The sentencing phase of Brendt Christensen’s federal death penalty trial will go to the jury Wednesday. There’s only one question the jury at the federal courthouse in Peoria needs to answer, and that’s whether Christensen will receive the death penalty or life in prison, for the 2017 kidnapping murder of University of Illinois visiting scholar Yingying Zhang.

Surveillance video showed Zhang getting into Christensen’s SUV on the U of I Urbana campus on June 9, 2017. She has not been seen since. 

The jury had little question about the defendant’s guilt when deciding their verdict last month. Christensen’s federal public defender, George Taseff, conceded in his opening statement, “He did it! He killed her.” But the sentencing decision is not as clear-cut.

The first 40 minutes of the day in court was spent with the attorneys wrangling over remaining motions and whether the jury would be allowed to consider certain aspects of the aggravating or mitigating factors the two parties have presented.

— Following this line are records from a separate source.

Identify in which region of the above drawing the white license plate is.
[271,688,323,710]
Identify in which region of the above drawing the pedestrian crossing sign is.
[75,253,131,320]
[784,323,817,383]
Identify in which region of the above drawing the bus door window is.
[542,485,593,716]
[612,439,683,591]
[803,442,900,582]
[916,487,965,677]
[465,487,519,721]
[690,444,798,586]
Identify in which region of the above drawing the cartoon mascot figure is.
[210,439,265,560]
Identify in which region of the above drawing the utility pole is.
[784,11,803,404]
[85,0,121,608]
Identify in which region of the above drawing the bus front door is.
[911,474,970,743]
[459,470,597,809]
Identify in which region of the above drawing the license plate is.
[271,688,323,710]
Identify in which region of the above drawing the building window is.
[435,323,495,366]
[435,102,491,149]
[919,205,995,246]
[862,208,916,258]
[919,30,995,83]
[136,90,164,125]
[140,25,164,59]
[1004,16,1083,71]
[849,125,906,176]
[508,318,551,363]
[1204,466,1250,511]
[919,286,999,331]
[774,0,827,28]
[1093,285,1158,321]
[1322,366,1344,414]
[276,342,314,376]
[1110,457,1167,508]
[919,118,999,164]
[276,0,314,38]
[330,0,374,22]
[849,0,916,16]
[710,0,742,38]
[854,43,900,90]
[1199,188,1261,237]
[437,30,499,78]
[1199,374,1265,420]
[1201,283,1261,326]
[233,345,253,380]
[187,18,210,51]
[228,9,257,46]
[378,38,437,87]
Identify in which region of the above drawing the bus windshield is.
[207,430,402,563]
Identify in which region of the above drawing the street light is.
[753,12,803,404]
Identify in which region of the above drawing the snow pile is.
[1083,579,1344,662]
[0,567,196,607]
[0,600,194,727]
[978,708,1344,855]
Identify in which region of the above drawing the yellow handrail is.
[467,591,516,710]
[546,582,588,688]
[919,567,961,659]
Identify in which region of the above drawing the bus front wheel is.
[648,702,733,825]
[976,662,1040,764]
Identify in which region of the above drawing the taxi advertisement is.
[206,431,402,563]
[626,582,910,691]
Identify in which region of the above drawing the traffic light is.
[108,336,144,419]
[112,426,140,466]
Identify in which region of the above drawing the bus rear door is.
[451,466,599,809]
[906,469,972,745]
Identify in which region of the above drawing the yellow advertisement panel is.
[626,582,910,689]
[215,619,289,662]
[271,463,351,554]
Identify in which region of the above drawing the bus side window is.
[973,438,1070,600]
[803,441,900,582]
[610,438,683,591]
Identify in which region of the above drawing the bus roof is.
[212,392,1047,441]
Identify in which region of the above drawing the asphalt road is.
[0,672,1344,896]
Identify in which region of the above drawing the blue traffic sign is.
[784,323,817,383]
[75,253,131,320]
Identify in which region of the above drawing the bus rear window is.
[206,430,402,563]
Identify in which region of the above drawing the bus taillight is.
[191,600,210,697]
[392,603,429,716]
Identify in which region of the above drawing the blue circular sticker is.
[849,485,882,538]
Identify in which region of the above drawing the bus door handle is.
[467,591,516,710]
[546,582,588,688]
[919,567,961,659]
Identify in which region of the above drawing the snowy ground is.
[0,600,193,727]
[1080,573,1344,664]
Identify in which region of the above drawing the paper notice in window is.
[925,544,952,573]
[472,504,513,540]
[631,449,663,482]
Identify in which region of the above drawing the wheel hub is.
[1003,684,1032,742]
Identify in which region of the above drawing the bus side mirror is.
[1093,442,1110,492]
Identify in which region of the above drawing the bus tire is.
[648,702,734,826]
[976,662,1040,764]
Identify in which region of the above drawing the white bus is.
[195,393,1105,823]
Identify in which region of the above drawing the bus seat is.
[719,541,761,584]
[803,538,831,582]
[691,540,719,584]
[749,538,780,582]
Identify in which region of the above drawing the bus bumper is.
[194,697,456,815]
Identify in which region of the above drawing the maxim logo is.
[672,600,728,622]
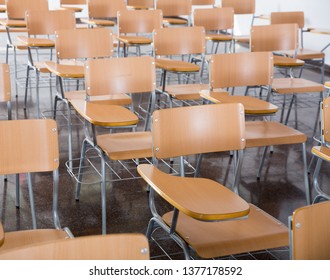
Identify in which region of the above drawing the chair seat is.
[205,33,233,41]
[138,164,250,221]
[166,84,210,100]
[233,35,250,44]
[0,229,68,253]
[312,146,330,161]
[45,61,85,79]
[272,78,324,94]
[65,90,132,106]
[163,204,289,258]
[61,4,83,13]
[0,233,150,261]
[69,99,139,127]
[283,49,325,60]
[116,36,152,45]
[80,18,116,26]
[97,131,152,160]
[17,36,55,48]
[245,121,307,148]
[155,58,200,72]
[200,90,278,115]
[273,55,305,67]
[163,17,188,25]
[34,61,50,73]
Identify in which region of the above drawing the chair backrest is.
[191,0,215,6]
[250,23,299,52]
[60,0,87,5]
[87,0,126,18]
[152,103,245,159]
[55,28,113,60]
[209,52,274,89]
[289,201,330,260]
[117,10,163,34]
[0,63,11,102]
[156,0,192,17]
[6,0,48,19]
[85,56,156,96]
[0,233,150,260]
[154,26,205,56]
[26,10,76,35]
[0,119,59,174]
[127,0,156,9]
[270,11,305,29]
[321,97,330,143]
[194,7,234,31]
[221,0,256,15]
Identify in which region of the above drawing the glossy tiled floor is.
[0,35,330,259]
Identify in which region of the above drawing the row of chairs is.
[0,94,330,259]
[0,0,328,260]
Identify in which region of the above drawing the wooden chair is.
[0,233,149,260]
[138,103,288,259]
[127,0,156,10]
[18,10,76,118]
[70,56,156,234]
[194,7,234,54]
[153,26,207,106]
[200,52,310,204]
[200,52,278,118]
[0,0,48,95]
[221,0,257,52]
[0,222,73,254]
[312,97,330,203]
[270,11,325,83]
[0,119,65,229]
[81,0,127,27]
[60,0,87,13]
[251,24,324,128]
[0,0,7,13]
[191,0,215,7]
[45,28,122,170]
[155,0,192,26]
[116,9,163,56]
[289,201,330,260]
[0,63,12,120]
[0,223,5,247]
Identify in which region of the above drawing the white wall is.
[216,0,330,65]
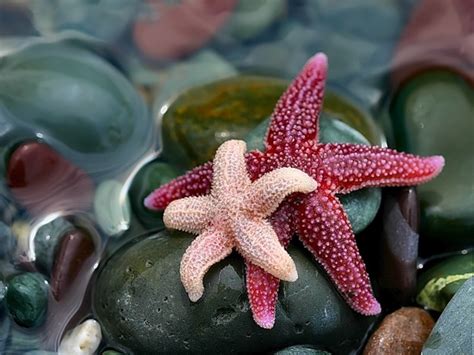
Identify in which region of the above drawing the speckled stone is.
[94,180,130,237]
[423,277,474,355]
[364,307,434,355]
[390,70,474,252]
[93,231,375,354]
[5,273,48,328]
[129,160,179,228]
[416,251,474,312]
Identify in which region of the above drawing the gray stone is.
[94,180,130,236]
[93,231,374,354]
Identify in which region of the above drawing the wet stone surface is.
[93,231,375,354]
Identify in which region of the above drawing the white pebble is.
[58,319,102,355]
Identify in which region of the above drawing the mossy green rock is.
[129,160,179,228]
[5,273,48,328]
[416,252,474,312]
[34,217,74,275]
[391,70,474,248]
[162,76,384,169]
[245,112,382,233]
[0,39,152,174]
[93,231,375,354]
[422,277,474,355]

Those matters included Christensen’s mental health and related medication issues raised during the penalty phase. 

Attorneys also debated the implications of a photograph submitted as evidence by the defense team, of a teenage Christensen having what seemed a normal relationship with the family, the content of recordings of his jailhouse phone calls and a motion from prosecutors to exclude a random SpongeBob SquarePants reference Christensen made to his then-girlfriend, Terra Bullis, in a conversation she secretly recorded for the FBI. To that,  defense attorney Elisabeth Pollock told Judge Jim Shadid, "I can categorically represent that I am not going to bring up SpongeBob SquarePants in my closing statements." That brought laughter in the courtroom. 

Eventually, the jury was brought in. Government prosecutors and the defense team wrapped up their evidence for the penalty phase of the trial fairly quickly. The defense rested and the government prosecutors had a chance to redirect. They called a single witness who had been on the stand multiple times: FBI Special Agent Andrew Huckstadt. He was the  Agent In-Charge of the Case and has been in the courtroom for the entire trial. 

Prosecutors replayed portions of recorded phone conversations Christensen’s had with his family since he’s been in jail. They did that with Huckstadt on the stand, as he had secured the tapes for federal prosecutors. Prosecutors were aiming to clean up or refute things the defense had presented. It was a short presentation, and so was the cross-examination by defense attorney Pollock.  

Jurors were recessed at mid-morning,  and attorneys spent the rest of the day negotiating word by word, and phrase by phrase, the instructions the jury will receive to guide their deliberations. 

Jurors return to the courtroom Wednesday about 9:00 A.M.,  to hear Judge Shadid’s instructions before the attorneys’ closing statements. And then deliberations on Christensen's sentence will begin.